The best part is, everything we’ve mentioned so far is measurable e.g. open rates, uptake of products, share of wallet and so fourth.
You’ll notice we didn’t talk about how the sports team we sponsored sold products on our behalf, or how we magically increased sales because of improved brand perception.
We focused on an organisational objective (drive online sales growth), how we contributed to that objective using sponsorship (free tickets for updating contact details), and we worked out how much that was worth to the business (customer with correct details vs customer with incorrect details worth more to the business).
There are more creative ways of using sponsorship to impact objectives, but the key is to focus on objectives vs solely sales. Once you understand the attributing factors to the success of those objectives and how you’ll use sponsorship to impact them, then you can measure and demonstrate some pretty cool returns.
3. You’re probably already measuring some useful metrics – Use them
Chances are, your company is already measuring a number of marketing outcomes via your normal marketing channels.

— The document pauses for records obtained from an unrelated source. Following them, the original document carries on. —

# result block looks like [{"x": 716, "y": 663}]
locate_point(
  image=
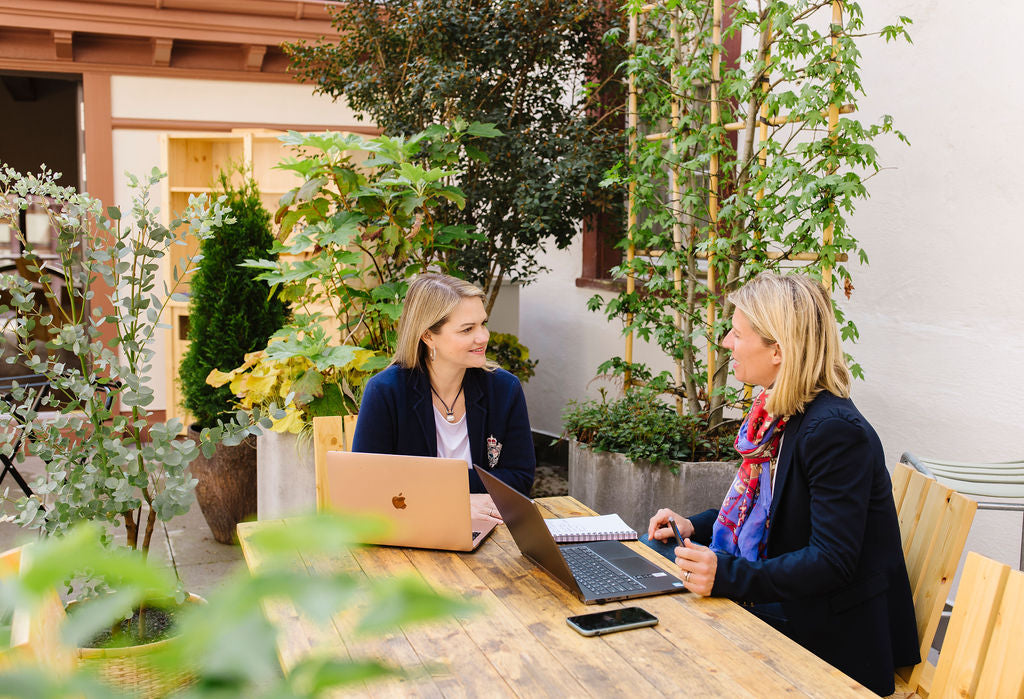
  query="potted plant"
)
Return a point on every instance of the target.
[
  {"x": 351, "y": 235},
  {"x": 108, "y": 460},
  {"x": 230, "y": 315},
  {"x": 229, "y": 642},
  {"x": 737, "y": 165}
]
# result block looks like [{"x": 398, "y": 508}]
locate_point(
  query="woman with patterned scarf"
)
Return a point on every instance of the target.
[{"x": 807, "y": 537}]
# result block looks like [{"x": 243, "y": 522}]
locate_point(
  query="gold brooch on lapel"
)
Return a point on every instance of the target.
[{"x": 494, "y": 451}]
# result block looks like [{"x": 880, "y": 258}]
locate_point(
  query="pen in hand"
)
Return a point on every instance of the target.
[{"x": 675, "y": 530}]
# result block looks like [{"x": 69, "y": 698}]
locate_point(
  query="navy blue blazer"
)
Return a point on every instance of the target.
[
  {"x": 396, "y": 417},
  {"x": 834, "y": 560}
]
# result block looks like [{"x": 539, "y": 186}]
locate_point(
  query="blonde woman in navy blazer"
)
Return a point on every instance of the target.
[
  {"x": 440, "y": 396},
  {"x": 824, "y": 565}
]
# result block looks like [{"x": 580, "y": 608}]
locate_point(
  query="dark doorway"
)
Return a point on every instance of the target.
[{"x": 39, "y": 124}]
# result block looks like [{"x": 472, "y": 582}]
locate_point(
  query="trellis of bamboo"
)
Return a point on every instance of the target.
[{"x": 714, "y": 193}]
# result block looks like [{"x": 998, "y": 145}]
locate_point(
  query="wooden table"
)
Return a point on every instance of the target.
[{"x": 521, "y": 646}]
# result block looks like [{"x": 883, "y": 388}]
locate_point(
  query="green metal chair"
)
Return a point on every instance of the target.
[{"x": 1003, "y": 479}]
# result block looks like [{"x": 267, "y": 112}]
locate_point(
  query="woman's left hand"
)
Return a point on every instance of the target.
[
  {"x": 698, "y": 565},
  {"x": 482, "y": 508}
]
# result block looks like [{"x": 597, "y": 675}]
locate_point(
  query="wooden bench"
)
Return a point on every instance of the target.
[
  {"x": 983, "y": 651},
  {"x": 934, "y": 521}
]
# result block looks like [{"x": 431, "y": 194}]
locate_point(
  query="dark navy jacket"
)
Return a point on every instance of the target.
[
  {"x": 835, "y": 560},
  {"x": 396, "y": 417}
]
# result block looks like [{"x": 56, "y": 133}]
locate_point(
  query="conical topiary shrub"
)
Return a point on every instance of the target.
[{"x": 230, "y": 313}]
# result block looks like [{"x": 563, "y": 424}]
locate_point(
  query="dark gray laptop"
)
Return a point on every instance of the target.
[{"x": 595, "y": 572}]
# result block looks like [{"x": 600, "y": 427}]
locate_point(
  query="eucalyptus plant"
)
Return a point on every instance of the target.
[
  {"x": 783, "y": 197},
  {"x": 364, "y": 220},
  {"x": 108, "y": 460},
  {"x": 228, "y": 644}
]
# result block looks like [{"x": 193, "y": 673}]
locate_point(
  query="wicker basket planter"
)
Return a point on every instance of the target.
[{"x": 130, "y": 669}]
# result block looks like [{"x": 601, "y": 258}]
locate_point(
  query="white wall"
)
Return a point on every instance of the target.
[
  {"x": 939, "y": 306},
  {"x": 205, "y": 100}
]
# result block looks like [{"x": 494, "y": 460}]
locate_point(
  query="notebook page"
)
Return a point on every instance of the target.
[{"x": 590, "y": 528}]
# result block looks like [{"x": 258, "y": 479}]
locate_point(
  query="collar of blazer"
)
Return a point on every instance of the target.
[
  {"x": 476, "y": 409},
  {"x": 782, "y": 469}
]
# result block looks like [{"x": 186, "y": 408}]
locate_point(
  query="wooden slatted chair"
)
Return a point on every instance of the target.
[
  {"x": 983, "y": 649},
  {"x": 35, "y": 635},
  {"x": 334, "y": 433},
  {"x": 934, "y": 522},
  {"x": 1004, "y": 480}
]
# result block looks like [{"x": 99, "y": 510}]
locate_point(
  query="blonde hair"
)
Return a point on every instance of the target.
[
  {"x": 429, "y": 302},
  {"x": 796, "y": 312}
]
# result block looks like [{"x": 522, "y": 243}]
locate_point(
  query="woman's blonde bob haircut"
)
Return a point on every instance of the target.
[
  {"x": 796, "y": 312},
  {"x": 429, "y": 302}
]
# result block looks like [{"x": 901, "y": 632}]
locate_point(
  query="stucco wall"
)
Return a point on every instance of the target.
[
  {"x": 208, "y": 100},
  {"x": 938, "y": 307}
]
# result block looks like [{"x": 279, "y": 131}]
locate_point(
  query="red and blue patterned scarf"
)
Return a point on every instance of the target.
[{"x": 741, "y": 527}]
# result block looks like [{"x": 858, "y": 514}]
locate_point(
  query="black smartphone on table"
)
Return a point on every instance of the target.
[{"x": 611, "y": 620}]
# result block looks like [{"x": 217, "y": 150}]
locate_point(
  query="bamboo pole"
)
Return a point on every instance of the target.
[
  {"x": 826, "y": 236},
  {"x": 631, "y": 127},
  {"x": 764, "y": 121},
  {"x": 763, "y": 149},
  {"x": 771, "y": 255},
  {"x": 676, "y": 195},
  {"x": 781, "y": 120},
  {"x": 713, "y": 197}
]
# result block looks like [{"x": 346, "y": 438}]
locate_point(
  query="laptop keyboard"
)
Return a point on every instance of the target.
[{"x": 595, "y": 573}]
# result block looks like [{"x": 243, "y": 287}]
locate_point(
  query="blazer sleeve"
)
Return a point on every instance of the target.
[
  {"x": 837, "y": 459},
  {"x": 376, "y": 428},
  {"x": 517, "y": 461}
]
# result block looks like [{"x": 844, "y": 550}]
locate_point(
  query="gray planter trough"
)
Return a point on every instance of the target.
[{"x": 609, "y": 482}]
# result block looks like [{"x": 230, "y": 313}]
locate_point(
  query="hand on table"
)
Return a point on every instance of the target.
[
  {"x": 698, "y": 565},
  {"x": 482, "y": 508},
  {"x": 658, "y": 529}
]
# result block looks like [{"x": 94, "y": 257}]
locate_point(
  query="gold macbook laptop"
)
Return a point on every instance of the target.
[{"x": 425, "y": 498}]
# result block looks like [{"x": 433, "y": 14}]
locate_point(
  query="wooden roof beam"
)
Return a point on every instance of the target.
[
  {"x": 162, "y": 51},
  {"x": 62, "y": 45},
  {"x": 254, "y": 56}
]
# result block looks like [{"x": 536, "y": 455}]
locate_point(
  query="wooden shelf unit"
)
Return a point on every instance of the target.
[{"x": 193, "y": 163}]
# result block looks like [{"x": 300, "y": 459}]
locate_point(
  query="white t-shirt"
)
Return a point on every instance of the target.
[{"x": 453, "y": 438}]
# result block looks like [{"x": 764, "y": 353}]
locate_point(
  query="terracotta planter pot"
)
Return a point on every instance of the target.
[
  {"x": 226, "y": 488},
  {"x": 611, "y": 483}
]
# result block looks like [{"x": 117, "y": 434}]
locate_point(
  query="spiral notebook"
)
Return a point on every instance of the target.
[{"x": 597, "y": 528}]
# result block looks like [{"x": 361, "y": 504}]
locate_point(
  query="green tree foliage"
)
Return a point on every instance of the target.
[
  {"x": 230, "y": 312},
  {"x": 227, "y": 645},
  {"x": 525, "y": 66},
  {"x": 643, "y": 428},
  {"x": 783, "y": 200}
]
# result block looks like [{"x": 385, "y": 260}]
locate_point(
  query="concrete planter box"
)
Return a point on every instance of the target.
[
  {"x": 609, "y": 482},
  {"x": 286, "y": 476}
]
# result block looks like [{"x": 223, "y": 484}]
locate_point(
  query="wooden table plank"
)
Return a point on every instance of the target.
[
  {"x": 454, "y": 661},
  {"x": 542, "y": 612},
  {"x": 391, "y": 649},
  {"x": 741, "y": 630},
  {"x": 298, "y": 637},
  {"x": 519, "y": 645},
  {"x": 522, "y": 661}
]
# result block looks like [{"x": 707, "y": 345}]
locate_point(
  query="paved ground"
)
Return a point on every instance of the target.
[{"x": 201, "y": 561}]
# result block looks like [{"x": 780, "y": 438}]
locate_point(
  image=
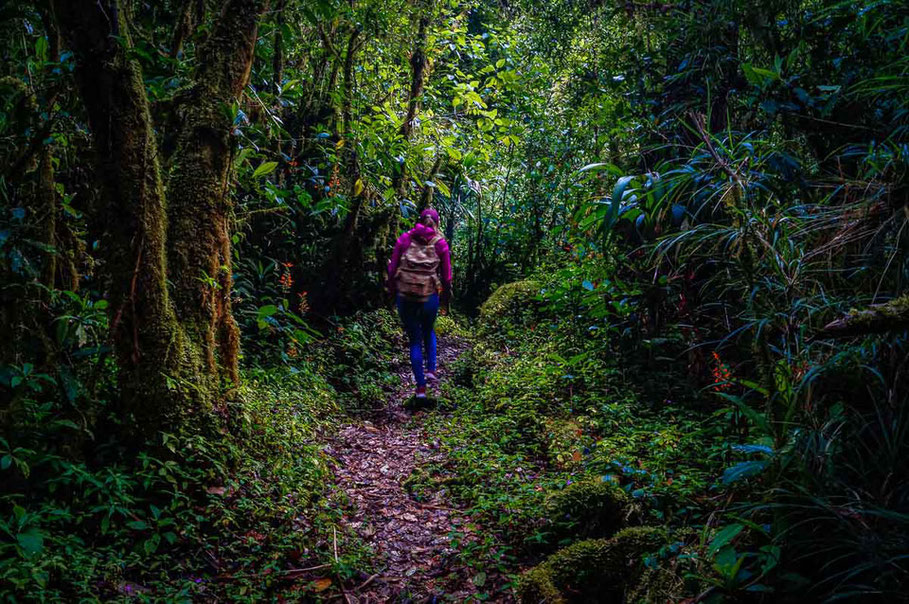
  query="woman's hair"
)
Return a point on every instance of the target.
[{"x": 429, "y": 217}]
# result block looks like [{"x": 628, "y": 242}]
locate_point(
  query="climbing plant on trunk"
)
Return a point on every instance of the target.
[{"x": 167, "y": 253}]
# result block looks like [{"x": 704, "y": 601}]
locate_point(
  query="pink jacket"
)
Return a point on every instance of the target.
[{"x": 422, "y": 233}]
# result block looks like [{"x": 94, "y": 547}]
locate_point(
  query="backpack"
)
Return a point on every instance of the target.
[{"x": 417, "y": 276}]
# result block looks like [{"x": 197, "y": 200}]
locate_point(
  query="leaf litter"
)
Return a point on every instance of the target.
[{"x": 416, "y": 543}]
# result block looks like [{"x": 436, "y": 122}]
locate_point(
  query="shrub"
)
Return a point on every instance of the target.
[
  {"x": 592, "y": 508},
  {"x": 510, "y": 309}
]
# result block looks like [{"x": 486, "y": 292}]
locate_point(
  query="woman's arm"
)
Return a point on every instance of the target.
[
  {"x": 400, "y": 245},
  {"x": 444, "y": 253}
]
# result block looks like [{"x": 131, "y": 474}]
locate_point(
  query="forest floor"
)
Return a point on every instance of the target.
[{"x": 417, "y": 543}]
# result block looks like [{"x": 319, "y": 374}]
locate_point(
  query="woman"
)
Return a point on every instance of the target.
[{"x": 419, "y": 271}]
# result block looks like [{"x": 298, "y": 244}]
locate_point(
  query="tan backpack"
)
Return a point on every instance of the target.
[{"x": 417, "y": 276}]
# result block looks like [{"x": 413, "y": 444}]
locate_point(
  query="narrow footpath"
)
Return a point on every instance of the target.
[{"x": 416, "y": 559}]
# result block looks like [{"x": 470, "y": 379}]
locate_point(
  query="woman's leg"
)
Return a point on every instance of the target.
[
  {"x": 410, "y": 316},
  {"x": 428, "y": 320}
]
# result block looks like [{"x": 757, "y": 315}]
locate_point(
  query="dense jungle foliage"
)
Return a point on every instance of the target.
[{"x": 679, "y": 236}]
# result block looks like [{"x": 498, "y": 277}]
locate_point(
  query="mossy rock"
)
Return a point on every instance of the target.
[
  {"x": 593, "y": 570},
  {"x": 536, "y": 586},
  {"x": 513, "y": 303},
  {"x": 591, "y": 508}
]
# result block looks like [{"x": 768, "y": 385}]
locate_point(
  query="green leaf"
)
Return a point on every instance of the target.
[
  {"x": 742, "y": 470},
  {"x": 265, "y": 168},
  {"x": 724, "y": 537},
  {"x": 31, "y": 541}
]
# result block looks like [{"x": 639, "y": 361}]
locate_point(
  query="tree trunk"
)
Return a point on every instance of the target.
[
  {"x": 199, "y": 254},
  {"x": 148, "y": 343},
  {"x": 167, "y": 344}
]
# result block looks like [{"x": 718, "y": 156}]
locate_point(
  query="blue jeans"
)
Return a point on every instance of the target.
[{"x": 418, "y": 319}]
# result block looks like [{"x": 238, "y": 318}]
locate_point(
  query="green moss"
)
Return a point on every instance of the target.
[
  {"x": 535, "y": 586},
  {"x": 597, "y": 570},
  {"x": 635, "y": 541},
  {"x": 592, "y": 508},
  {"x": 509, "y": 299}
]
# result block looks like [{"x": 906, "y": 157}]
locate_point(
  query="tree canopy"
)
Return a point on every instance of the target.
[{"x": 680, "y": 298}]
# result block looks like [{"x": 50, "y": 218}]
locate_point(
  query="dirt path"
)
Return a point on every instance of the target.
[{"x": 412, "y": 539}]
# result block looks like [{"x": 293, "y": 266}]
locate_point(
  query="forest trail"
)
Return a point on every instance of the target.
[{"x": 415, "y": 558}]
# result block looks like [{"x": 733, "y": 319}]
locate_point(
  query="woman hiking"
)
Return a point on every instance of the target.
[{"x": 418, "y": 274}]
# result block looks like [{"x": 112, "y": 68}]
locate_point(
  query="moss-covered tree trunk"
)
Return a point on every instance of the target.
[
  {"x": 199, "y": 252},
  {"x": 148, "y": 342},
  {"x": 174, "y": 342}
]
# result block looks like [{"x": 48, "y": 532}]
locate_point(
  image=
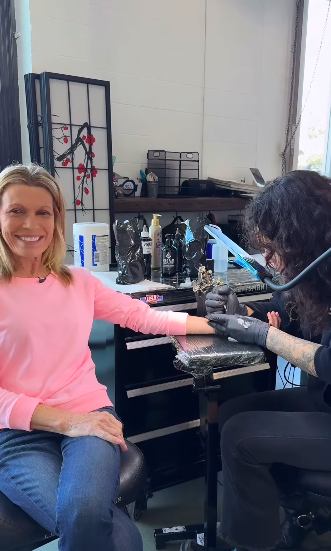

From experience and studies we’ve read, sponsorship related content and initiatives tend to outperform standard brand/product or business as usual related initiatives. This is why we love sponsorship!
As a general rule of thumb, we recommend comparing results from sponsorship related activities vs non-sponsored activities. Here are a few non-exhaustive suggestions:
– Sponsorship related emails vs standard brand emails for open rates, engagement rates and replies.
– Branded social media posts vs sponsorship related posts for engagement and response.
– Share of wallet from customers who are interested in a particular sponsorship you invest in vs customers who aren’t interested in those sponsored activities.
– Sales on sponsorship related product sales vs standard sales of the product e.g. All Blacks branded beer vs your normal branded beer.
– Retention rates and satisfaction rates of customers or staff who have participated or benefited from your sponsorships vs those who haven’t.
There are probably plenty more things within your company you can measure. Get creative, and also feel free to create new measurements.
Haven’t got anything like this already? Create them.
4. Conduct experiments
If you’re reading this thinking ‘this all sounds well and good if we actually did any of the stuff you’re talking about there bucko’, then you’re not alone.
It pays to remember that all of the techniques we’ve mentioned above once didn’t exist either. This means, at some point in time someone within the company decided to create them, or start doing them (hint hint).
If you need to figure out what to start measuring first, or you’re business isn’t over the moon about going full steam down this path, then run some experiments.
Not sure what a good benchmark is? Set one and reflect on the outcome to improve it for the future. Was it too easy? Set a higher target. Was it too ambitious? Set a lower target.
If you’ve never measured a sponsorship related email vs a branded email – trial it. You could even run an experiment with a smaller sample size of your customers just to get proof of concept.
Never measured satisfaction rates of customers or staff? Try it.
Never ran a sponsorship branded product before? Give it a go.
The point here is to get creative.
You’re always going to have internal battles or conversations around budget and sales etc.
The best thing you can do is equip yourself with tangible numbers and results which help paint a beautiful picture in your favour.
Drawing it back to objectives and being able to back it up with measured results is always going to be tough to argue with.
Completing the steps in the article will mean the next time you’re having tough budget discussions and Dennis or Cathy from sales smugly pipe up to tell the CEO they make the company money and you don’t, you can politely paint a picture about all the ways you’re contributing to the success of the company while finishing with a big ‘In your smug face Dennis and Cathy’ look in your eye.